Ethno-local identity – Part 2

In my first part of analysing ethno-local identity, I argued that historical isolation on the plantations, the nationalisation of culture based on all of us are one, and the dictatorial policies of the then PNC have led to the creation and persistence of Indian ethno-local identity in Guyana.
I will add that the policies of the PPP have also led to ethno-local identity. The PPP has done very little with regards to moving Indians from their insular rural domain into the public and private sector.
In this column, I will examine the positives and negatives of ethno-local identity. To many rural Indians, an ethno-Indian local identity is based on an elastic form of Hinduism which they consider to be sacred and pure. This identity does not only maintain certain aspects of custom and culture, Holi and Diwali, for example, but also provide strong personal and communal support to deal with human social ills like alcoholism, suicide, domestic aggression and abuse, particularly since these communities are generally without sound supporting networks and plagued by poverty and other forms of dissonance.
Rural Indian communities have developed impressive survival mechanisms by themselves for themselves. Instead of going to a modern medical doctor, for example, for certain illnesses, they choose the nontraditional medical practice of the “massage man” in their community to treat nara, belly pain.
The flipside of the above positives, however, is that ethno-local identity also reflects a sense of parochialism and insularity, which has given rise to internal and external problems. Internally, traditional roles within the family and community are questioned. Sons challenge the authority of fathers while daughters-in-law question their subservient roles in the family.
Subsequently, effective social integration from the inside is not always well as family, community, society are torn apart by the struggle for power and equality. It is not uncommon to see family members not speaking to each other for long periods, and in some cases, a lifetime, because of an argument.
Indians themselves are separated and even torn apart by their different identifications. Some urban Indians simply despise ethno-local Indian identity and see it as backward and barnacled to old customs that are inconsistent with the more influential Creole identity.

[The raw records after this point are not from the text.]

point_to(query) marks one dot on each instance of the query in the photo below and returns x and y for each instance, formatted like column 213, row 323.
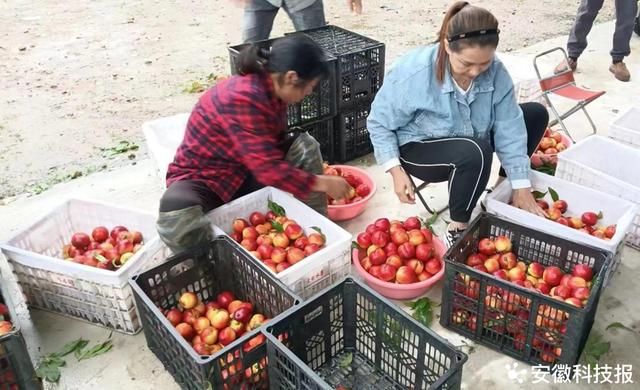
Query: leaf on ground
column 618, row 325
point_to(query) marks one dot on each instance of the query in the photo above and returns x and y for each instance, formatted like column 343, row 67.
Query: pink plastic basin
column 352, row 210
column 395, row 290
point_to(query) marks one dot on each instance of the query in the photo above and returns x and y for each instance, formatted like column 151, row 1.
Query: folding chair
column 563, row 84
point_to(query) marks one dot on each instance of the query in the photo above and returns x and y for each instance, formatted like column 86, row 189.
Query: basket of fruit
column 608, row 166
column 528, row 294
column 363, row 189
column 400, row 260
column 545, row 158
column 571, row 215
column 16, row 369
column 202, row 310
column 350, row 337
column 305, row 250
column 78, row 258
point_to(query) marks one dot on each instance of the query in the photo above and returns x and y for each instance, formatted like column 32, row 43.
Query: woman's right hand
column 402, row 185
column 335, row 186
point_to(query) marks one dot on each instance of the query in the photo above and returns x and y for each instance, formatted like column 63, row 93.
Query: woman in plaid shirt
column 233, row 143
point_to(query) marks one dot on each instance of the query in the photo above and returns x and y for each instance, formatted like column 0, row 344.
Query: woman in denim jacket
column 444, row 109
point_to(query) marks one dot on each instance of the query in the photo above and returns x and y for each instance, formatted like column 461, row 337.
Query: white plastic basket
column 608, row 166
column 98, row 296
column 626, row 127
column 315, row 272
column 579, row 199
column 163, row 136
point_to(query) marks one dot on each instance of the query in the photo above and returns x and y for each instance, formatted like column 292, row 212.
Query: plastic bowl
column 400, row 291
column 352, row 210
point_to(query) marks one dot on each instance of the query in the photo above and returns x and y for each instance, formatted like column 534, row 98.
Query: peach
column 502, row 244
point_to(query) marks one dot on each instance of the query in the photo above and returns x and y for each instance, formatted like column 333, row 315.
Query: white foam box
column 313, row 273
column 49, row 282
column 579, row 199
column 607, row 166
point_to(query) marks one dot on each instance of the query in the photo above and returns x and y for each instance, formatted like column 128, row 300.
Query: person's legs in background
column 308, row 17
column 258, row 20
column 464, row 162
column 587, row 12
column 626, row 11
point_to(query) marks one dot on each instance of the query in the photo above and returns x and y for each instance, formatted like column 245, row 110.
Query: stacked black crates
column 336, row 112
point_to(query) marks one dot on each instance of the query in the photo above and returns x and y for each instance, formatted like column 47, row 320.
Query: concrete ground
column 130, row 365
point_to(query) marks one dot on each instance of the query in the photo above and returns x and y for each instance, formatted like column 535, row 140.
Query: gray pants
column 625, row 15
column 259, row 16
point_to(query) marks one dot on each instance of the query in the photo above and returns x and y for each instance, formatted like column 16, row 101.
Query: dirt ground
column 80, row 77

To illustrate, consider the following, which might be difficult for some to digest. After the post-2015 general election in Guyana in which the predominant Indian PPP lost to the APNU/AFC coalition, local Indians who retained their loyalty to the PPP were referred to as: “dem coolie stupid,” “dem coolie na want change,” “dem coolie think dem a live in India.” What these remarks highlight is an internal ethnic identity difference within Indians in Guyana.
While urban Indians have identified mainly with the national identity of their country, rural Indians with local identity see such aspirations as straying from one’s roots. Rural Indians see themselves as proud icons of Indian cultural resilience in a foreign land, particularly with regard to rejecting Westernisation and Creolisation.

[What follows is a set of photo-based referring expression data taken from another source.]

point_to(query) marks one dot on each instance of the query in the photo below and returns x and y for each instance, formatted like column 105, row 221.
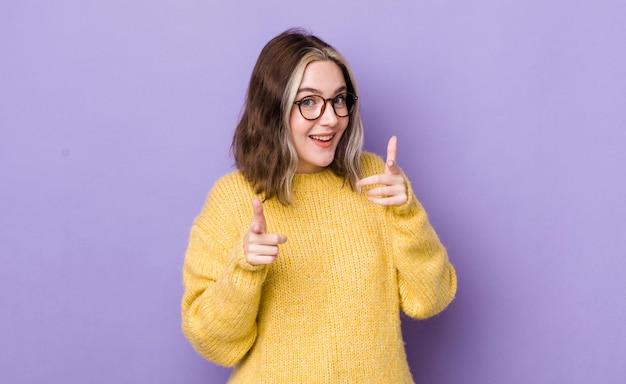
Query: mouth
column 322, row 138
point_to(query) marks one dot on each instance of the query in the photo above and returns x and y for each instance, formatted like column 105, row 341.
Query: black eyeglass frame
column 350, row 109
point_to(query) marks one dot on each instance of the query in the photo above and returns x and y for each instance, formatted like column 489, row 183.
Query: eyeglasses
column 312, row 107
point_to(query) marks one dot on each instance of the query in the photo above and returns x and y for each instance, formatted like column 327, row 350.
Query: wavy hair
column 262, row 144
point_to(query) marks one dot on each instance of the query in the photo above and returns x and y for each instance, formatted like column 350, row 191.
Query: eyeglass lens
column 312, row 107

To be sure, however, some urban Indians as well as rural Indians embrace a hybrid identity that combines elements of both identities. It is not surprising to find an urban Hindu magistrate upholding Western law in courts or a rural Indian exposing his children to Western mannerisms and education.
Externally, Indian local identity is perceived by the Creole society as unsupportive of the national culture or national consciousness, which is based on nationality rather than ethnicity. As a result, ethno-local identity can be marginalised from the national consciousness but at the local level share an interlocking interdependence with communities different from the Indians’ own. For instance, local Indians tend to seek out Westernised Indians as well as Africans for help in matters relating to Western institutions such school and court proceedings. In some ways, and even though, local Indian identity is insular, it is not always isolated.
By and large, identity by its very nature is consensual, conflictual, and relational. If ethno-local Indians do not have any meaningful relationship with other ethnic groups, it is implicitly relational since there is no relation.
Philosophy aside, what is more at stake is what will become of ethno-local identity in the future. Predicting the future is always a risky endeavour but we can say if inequities in the global system as well as political, economic, and social instabilities and tensions within the nation-state of Guyana continue, which arguably will, then ethno-local identity may disappear altogether like other localised culture in the global south.
Equally worrying is that unlike ethno-national identity, ethno-local identity has never been at the forefront of plans, policies and programmes of the nation-state of Guyana.